Il presidente di Generalfinance e docente di Corporate Finance alla Bocconi Maurizio Dallocchio e il vicedirettore de la Verità Giuliano Zulin
Dopo l’intervista di Maurizio Belpietro al ministro dell’Ambiente Gilberto Pichetto Fratin, Zulin ha chiamato sul palco Dallocchio per discutere di quante risorse servono per la transizione energetica e di come la finanza possa effettivamente sostenerla.
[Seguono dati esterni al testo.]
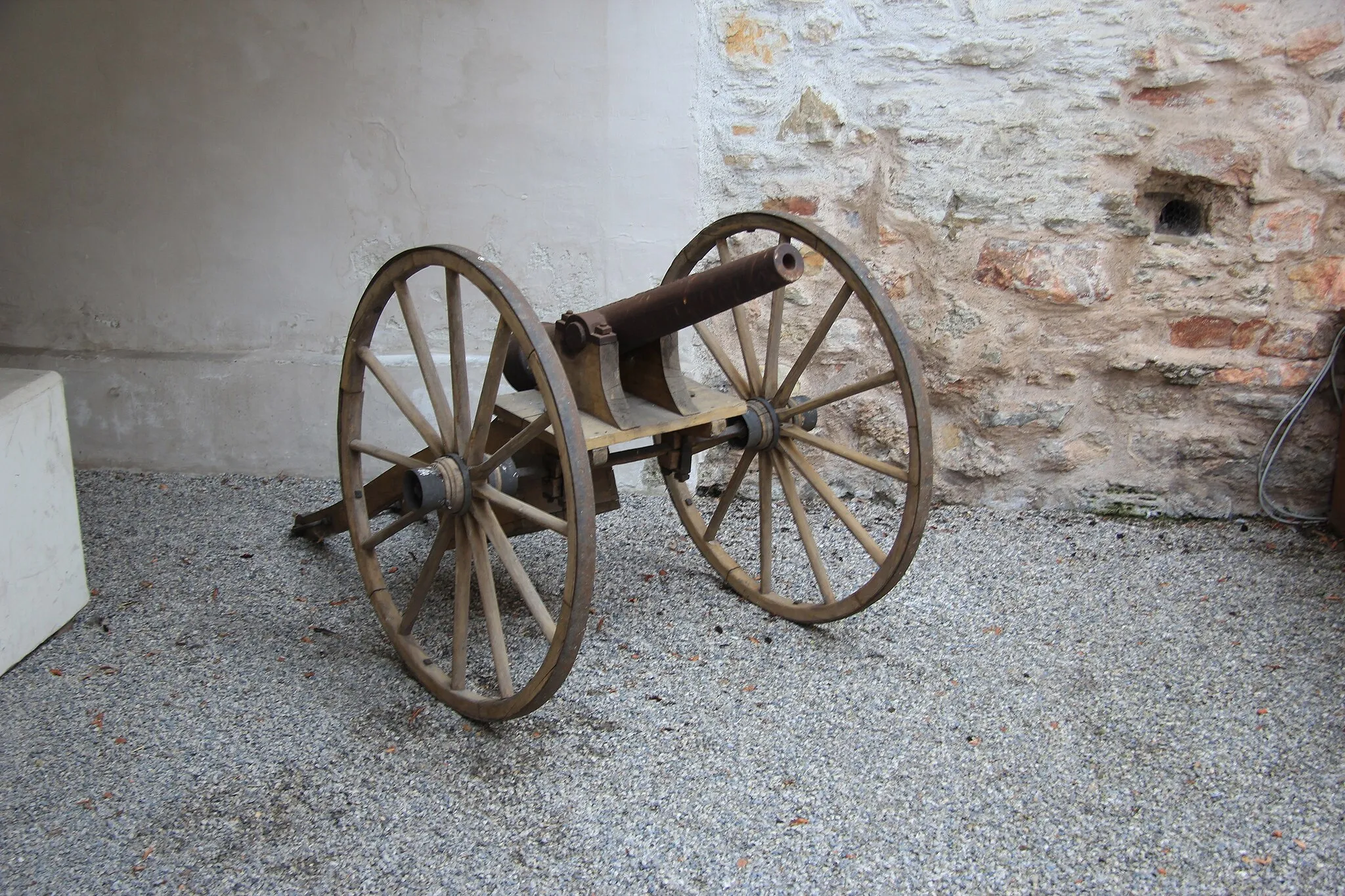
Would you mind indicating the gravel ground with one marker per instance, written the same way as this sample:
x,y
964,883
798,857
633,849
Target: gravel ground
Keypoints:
x,y
1047,702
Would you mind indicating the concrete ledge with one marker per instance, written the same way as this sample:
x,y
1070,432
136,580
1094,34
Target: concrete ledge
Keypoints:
x,y
42,572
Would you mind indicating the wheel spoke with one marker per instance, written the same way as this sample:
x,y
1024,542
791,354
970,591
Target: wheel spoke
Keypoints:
x,y
801,522
458,358
728,495
483,513
825,492
811,347
427,362
721,358
427,578
510,448
462,602
385,454
744,328
391,528
764,465
490,609
490,391
772,344
848,453
519,508
854,389
400,399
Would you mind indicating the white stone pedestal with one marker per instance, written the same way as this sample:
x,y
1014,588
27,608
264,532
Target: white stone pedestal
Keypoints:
x,y
42,575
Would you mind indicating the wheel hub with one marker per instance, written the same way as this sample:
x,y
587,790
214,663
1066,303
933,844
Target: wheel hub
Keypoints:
x,y
441,485
763,426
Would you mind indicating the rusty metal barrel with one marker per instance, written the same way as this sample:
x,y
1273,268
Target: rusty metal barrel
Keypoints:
x,y
646,317
649,316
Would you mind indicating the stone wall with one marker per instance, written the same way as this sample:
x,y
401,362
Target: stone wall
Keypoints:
x,y
1003,165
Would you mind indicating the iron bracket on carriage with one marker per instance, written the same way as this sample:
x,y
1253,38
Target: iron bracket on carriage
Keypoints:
x,y
539,457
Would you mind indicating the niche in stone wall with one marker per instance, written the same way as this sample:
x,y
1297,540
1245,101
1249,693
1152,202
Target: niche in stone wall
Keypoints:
x,y
1183,209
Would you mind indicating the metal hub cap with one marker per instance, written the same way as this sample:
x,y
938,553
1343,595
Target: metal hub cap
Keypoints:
x,y
441,485
763,426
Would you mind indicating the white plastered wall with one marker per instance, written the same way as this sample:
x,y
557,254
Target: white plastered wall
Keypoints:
x,y
192,196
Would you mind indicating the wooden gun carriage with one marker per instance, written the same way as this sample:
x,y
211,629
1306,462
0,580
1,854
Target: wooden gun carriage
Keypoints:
x,y
540,458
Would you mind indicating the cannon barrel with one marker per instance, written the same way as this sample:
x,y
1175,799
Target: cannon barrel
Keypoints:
x,y
649,316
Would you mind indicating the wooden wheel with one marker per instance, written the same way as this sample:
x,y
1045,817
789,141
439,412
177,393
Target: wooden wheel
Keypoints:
x,y
790,576
509,653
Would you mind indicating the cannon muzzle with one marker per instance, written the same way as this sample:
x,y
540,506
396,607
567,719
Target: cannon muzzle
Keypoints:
x,y
646,317
649,316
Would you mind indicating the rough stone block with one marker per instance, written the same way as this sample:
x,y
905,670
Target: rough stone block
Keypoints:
x,y
805,206
1283,227
1320,285
1309,43
813,119
1215,159
1201,332
1049,413
1301,343
751,43
1061,273
1285,373
1323,160
1250,333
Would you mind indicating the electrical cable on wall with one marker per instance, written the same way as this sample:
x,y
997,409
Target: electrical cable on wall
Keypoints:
x,y
1281,435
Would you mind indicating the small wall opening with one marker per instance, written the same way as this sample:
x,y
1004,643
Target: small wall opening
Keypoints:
x,y
1181,218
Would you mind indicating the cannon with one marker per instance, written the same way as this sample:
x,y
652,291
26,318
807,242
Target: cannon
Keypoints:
x,y
513,461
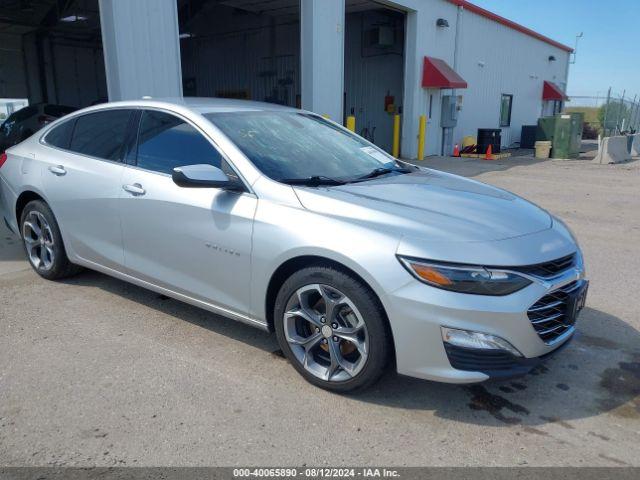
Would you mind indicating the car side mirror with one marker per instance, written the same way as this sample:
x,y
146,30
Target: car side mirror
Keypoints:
x,y
204,176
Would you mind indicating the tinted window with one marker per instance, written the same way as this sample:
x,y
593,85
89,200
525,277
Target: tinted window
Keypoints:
x,y
101,134
60,136
166,142
23,114
292,145
57,110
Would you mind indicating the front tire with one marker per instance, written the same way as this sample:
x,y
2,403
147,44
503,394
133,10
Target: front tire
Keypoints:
x,y
332,328
43,242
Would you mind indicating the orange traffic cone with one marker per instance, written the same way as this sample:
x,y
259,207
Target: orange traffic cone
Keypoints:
x,y
487,155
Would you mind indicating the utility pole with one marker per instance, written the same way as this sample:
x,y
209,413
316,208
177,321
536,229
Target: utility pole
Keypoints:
x,y
631,112
606,114
620,111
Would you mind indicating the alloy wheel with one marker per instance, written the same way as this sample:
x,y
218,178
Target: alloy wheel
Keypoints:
x,y
326,332
38,239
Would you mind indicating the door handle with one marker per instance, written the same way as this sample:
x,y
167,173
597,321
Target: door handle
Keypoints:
x,y
135,189
58,170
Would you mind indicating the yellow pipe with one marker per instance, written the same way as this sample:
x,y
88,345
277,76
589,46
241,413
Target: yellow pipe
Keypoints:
x,y
351,123
422,128
396,136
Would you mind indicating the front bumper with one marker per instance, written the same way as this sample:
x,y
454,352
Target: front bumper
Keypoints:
x,y
497,364
418,311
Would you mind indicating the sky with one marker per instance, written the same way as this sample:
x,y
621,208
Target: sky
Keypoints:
x,y
608,54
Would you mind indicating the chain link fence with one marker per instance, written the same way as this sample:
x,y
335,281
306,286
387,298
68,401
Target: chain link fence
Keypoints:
x,y
611,113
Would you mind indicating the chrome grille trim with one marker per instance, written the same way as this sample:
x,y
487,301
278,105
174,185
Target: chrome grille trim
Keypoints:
x,y
548,315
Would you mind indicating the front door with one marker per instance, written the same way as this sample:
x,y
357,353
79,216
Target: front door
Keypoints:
x,y
194,241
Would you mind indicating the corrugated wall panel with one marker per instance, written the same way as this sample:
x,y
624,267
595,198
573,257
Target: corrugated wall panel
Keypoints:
x,y
513,63
13,80
370,75
233,53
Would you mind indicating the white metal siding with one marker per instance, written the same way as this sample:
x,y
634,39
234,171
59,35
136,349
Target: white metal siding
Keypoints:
x,y
514,63
234,52
13,81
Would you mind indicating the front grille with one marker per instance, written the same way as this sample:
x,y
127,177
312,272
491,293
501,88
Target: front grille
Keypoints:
x,y
549,315
549,269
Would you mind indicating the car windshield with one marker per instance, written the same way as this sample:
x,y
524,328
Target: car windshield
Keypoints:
x,y
298,147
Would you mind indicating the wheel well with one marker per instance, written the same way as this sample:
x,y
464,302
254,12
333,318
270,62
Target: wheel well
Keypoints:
x,y
23,199
288,268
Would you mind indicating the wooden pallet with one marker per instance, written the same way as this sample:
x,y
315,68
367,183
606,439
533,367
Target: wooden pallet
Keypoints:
x,y
495,156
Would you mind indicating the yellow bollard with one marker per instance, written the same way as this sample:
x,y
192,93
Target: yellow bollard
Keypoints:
x,y
351,123
422,128
396,136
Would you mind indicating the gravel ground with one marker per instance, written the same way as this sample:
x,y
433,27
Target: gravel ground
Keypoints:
x,y
94,371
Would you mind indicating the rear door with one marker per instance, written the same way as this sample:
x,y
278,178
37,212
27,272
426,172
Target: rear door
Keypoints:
x,y
194,241
82,181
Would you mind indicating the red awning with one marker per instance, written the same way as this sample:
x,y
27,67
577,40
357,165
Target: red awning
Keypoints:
x,y
550,91
437,74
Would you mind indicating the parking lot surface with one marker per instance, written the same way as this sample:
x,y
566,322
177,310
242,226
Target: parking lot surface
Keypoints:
x,y
94,371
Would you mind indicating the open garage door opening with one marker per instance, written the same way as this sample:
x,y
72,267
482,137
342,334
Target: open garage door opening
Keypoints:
x,y
244,49
374,68
52,52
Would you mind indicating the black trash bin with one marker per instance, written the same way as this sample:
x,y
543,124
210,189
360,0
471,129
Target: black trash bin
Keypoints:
x,y
489,136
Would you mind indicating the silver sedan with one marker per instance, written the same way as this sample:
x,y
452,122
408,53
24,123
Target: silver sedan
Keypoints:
x,y
286,221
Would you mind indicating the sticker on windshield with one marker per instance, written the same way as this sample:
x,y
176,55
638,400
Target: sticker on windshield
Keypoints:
x,y
372,152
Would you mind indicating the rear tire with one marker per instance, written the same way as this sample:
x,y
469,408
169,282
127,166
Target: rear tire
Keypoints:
x,y
43,244
332,328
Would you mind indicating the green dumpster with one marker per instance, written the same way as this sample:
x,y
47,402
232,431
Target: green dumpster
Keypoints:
x,y
564,131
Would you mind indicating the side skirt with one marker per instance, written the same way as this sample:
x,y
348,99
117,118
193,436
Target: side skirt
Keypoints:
x,y
170,293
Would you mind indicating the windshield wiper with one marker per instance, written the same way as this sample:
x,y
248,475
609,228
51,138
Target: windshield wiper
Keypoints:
x,y
377,172
313,181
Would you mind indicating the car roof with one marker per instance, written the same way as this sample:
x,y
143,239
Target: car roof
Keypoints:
x,y
202,105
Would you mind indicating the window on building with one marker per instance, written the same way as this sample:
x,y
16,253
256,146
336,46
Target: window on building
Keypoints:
x,y
101,134
166,142
505,110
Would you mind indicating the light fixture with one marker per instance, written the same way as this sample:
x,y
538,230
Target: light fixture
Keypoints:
x,y
74,18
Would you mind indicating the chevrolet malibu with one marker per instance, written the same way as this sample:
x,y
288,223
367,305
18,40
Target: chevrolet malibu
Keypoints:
x,y
286,221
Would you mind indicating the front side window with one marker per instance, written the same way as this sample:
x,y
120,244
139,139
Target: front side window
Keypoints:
x,y
297,145
505,110
166,142
101,134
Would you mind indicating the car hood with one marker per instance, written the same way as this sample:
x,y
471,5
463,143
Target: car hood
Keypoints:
x,y
430,204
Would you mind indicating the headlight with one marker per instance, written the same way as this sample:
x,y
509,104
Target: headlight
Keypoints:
x,y
465,278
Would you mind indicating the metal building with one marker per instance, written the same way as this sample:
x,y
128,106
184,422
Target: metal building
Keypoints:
x,y
462,67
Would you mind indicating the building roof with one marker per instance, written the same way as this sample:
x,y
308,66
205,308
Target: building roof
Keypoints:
x,y
437,73
508,23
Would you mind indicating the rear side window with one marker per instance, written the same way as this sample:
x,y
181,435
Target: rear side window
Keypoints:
x,y
60,136
23,114
166,142
101,134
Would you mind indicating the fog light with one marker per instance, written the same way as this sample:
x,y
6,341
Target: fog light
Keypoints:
x,y
468,339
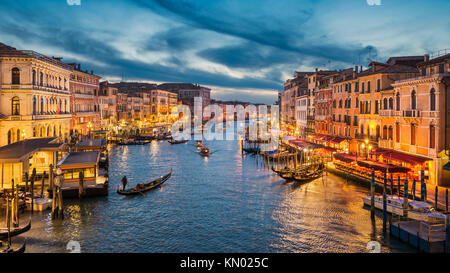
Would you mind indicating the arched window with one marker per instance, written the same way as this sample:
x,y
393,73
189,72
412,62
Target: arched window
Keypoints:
x,y
15,106
413,100
432,100
34,106
413,134
432,137
34,77
397,102
15,76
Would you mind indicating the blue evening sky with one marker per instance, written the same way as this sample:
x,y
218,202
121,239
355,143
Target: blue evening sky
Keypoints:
x,y
242,49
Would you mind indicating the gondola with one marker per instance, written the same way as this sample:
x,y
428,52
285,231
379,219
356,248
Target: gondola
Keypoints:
x,y
141,188
199,144
177,141
14,231
15,251
204,151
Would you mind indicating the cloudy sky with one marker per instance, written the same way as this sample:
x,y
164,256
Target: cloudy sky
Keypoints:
x,y
243,49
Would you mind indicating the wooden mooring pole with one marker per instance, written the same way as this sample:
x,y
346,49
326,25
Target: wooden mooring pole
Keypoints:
x,y
436,195
372,195
405,199
384,204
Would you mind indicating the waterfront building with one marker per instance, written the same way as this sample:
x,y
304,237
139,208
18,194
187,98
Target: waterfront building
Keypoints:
x,y
34,96
419,116
84,88
187,92
107,98
315,81
163,103
345,111
22,157
375,84
294,104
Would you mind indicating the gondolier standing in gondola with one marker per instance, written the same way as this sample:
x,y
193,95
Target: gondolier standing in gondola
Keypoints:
x,y
124,182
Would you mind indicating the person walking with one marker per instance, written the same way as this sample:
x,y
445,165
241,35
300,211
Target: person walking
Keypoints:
x,y
124,182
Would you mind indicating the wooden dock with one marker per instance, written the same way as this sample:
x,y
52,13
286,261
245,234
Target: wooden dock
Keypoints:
x,y
425,237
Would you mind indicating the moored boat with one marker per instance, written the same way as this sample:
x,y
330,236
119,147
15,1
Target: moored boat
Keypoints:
x,y
204,151
14,231
417,210
177,141
141,188
20,250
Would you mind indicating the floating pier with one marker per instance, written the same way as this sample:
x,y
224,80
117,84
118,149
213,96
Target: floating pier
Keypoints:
x,y
430,238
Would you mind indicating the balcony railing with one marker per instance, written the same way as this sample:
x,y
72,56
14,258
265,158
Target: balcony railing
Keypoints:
x,y
411,113
34,87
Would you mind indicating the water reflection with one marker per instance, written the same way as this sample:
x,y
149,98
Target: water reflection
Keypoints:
x,y
220,203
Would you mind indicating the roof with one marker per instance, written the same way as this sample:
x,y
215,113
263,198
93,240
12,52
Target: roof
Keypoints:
x,y
78,159
395,68
8,51
436,60
19,151
86,143
447,166
179,86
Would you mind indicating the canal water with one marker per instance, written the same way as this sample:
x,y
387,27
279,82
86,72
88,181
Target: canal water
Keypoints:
x,y
223,203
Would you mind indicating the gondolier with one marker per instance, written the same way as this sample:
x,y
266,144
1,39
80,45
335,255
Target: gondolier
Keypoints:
x,y
124,182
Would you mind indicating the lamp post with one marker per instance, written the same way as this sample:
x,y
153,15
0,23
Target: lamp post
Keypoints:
x,y
89,126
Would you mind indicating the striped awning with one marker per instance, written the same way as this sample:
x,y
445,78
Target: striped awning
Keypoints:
x,y
447,166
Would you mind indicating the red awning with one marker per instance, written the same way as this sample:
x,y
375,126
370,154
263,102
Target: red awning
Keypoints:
x,y
398,156
337,140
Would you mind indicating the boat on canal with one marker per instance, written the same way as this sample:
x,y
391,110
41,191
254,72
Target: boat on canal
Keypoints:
x,y
204,151
141,188
133,142
173,142
199,144
417,210
19,250
95,180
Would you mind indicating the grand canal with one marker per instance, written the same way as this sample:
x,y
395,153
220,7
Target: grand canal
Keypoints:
x,y
223,203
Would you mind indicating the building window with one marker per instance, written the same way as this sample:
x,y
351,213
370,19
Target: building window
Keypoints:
x,y
413,134
432,137
15,106
15,76
413,100
432,100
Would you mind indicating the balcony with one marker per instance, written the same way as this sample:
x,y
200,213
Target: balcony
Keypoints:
x,y
64,91
84,96
389,113
411,113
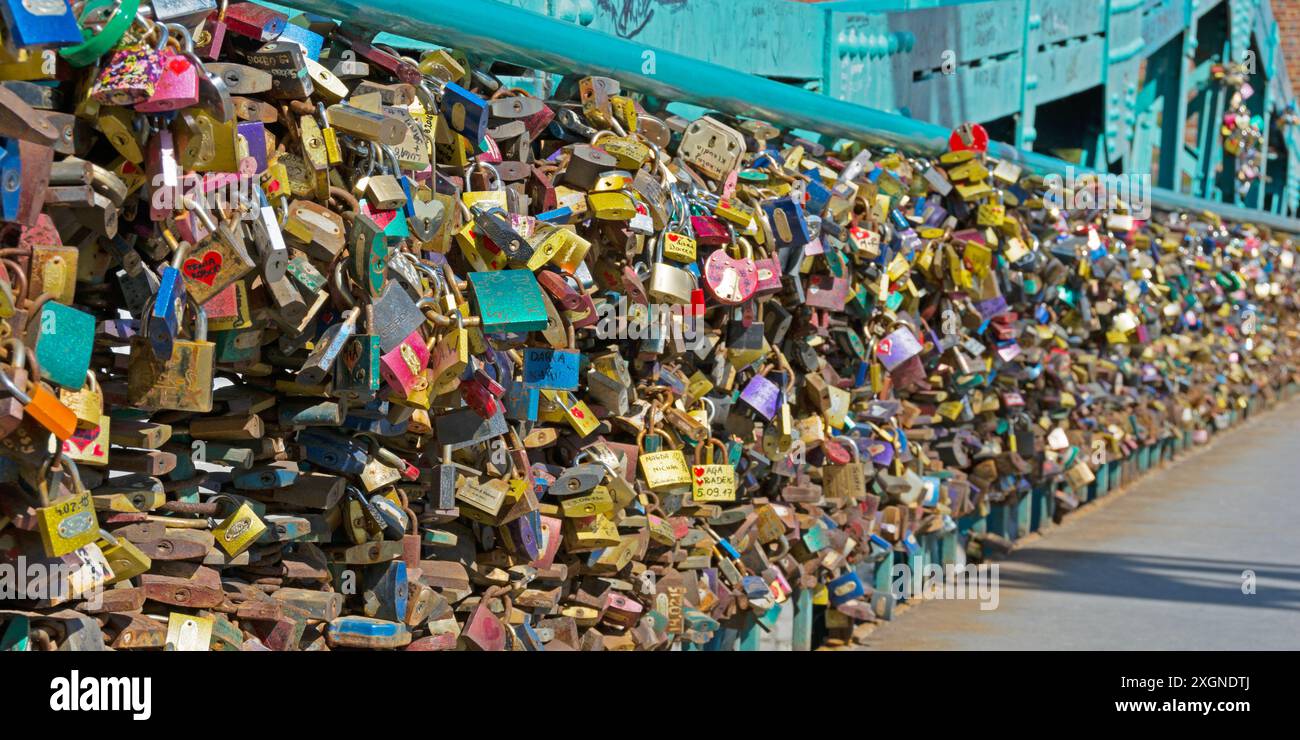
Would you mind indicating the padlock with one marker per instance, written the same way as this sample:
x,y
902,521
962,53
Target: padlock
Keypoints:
x,y
181,381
Il tema centrale, secondo Dallocchio, è la relazione tra rendimento e impegno ambientale. «Se un green bond ha un rendimento leggermente inferiore a un titolo normale, con un differenziale di circa 5 punti base, è insensato - ha osservato - chi vuole investire nell’ambiente deve essere disposto a un sacrificio più elevato, ma serve chiarezza su dove vengono investiti i soldi». Attualmente i green bond rappresentano circa il 25% delle emissioni, un livello ritenuto ragionevole, ma è necessario collegare in modo trasparente raccolta e utilizzo dei fondi, con progetti misurabili e verificabili.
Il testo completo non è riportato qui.